This HuffPost Canada page is maintained as part of an online archive.

ArcelorMittal Iron Ore Site In Quebec Expanding For $2.1 Billion

Major Iron Ore Expansion In Quebec

(CBC) -- International steel conglomerate ArcelorMittal will invest $2.1 billion to expand its iron ore facilities in Mont-Wright, Que.

The facility, near the town of Fermont, will be upgraded to be able to produce 24 million tonnes of iron ore concentrate by 2013 -- a major upgrade over the 14 million tonnes currently produced.

The company is also considering upgrades at a facility in Port Cartier. The expansion will create 8,000 construction jobs during the process, and 900 permanent ones once the upgrade is completed, the Luxembourg-based steel titan said Friday.

"There will be substantial financial benefits for the Quebec government in the years to come with additional income tax revenues and mining rights revenues worth billions of dollars," the head of mining for ArcelorMittal, Peter Kukielski, told CBC News.

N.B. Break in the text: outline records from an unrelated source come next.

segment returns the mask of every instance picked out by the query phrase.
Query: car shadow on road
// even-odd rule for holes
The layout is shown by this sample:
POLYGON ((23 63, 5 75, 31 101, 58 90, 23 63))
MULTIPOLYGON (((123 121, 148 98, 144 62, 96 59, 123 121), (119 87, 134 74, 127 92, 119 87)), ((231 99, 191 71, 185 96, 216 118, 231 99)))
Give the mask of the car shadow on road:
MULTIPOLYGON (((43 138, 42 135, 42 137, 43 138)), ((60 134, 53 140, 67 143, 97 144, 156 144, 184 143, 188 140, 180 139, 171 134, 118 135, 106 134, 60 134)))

Soaring global demand for the raw materials that allow economic expansion has caused a rush of investment in the commodities sector in recent months and years. ArcelorMittal, which has operations in more than 60 countries, has committed to hike its iron ore production to 100 million tonnes by 2015 to keep up with demand.

Iron ore is the most expensive ingredient in traditional steelmaking, where iron is mixed with other materials and heated in giant blast furnaces to create finished steel.

Iron ore prices have surged on world markets. With its 7.9 billion tonnes of iron ore reserves, Canada had nearly 42 per cent of the global resources as of 2009.

Ike Kaja, an iron ore specialist with Salman Partners, a research firm in Toronto, said demand from China has spiked over the past few years.

"We could definitely be developing or producing a lot more iron ore and so this plan on ArcelorMittal's part helps to advance Canada's profile as an iron ore producer," Kaja said.

Morningstar analyst Bridget Freas said expanding its vertical integration is a key way for the company to shield itself from wild fluctuations in iron ore prices.

It's a strategy the company has been developing for years. But it gained steam in the last two years because iron ore has been in relatively short supply.

"This has been a big cost problem for steel mills all around the world and ArcelorMittal considers this to be a strategic advantage for them that they have at least in part some access to source the material that they need internally," she said from Chicago.

"It lowers their cost base and gives them a little bit more secure supply of the raw material."

The world's largest steel producer, ArcelorMittal acquired most of its Canadian assets during the last round of consolidation in the steel industry in 2006. Among other holdings, they also own the former Dofasco steel-making facilities in Hamilton, Ont.

Earlier this year, the company took over Baffinland Iron Mines Corp. and its massive iron ore development in Mary River, about 160 kilometres south of Pond Inlet, Nunavut.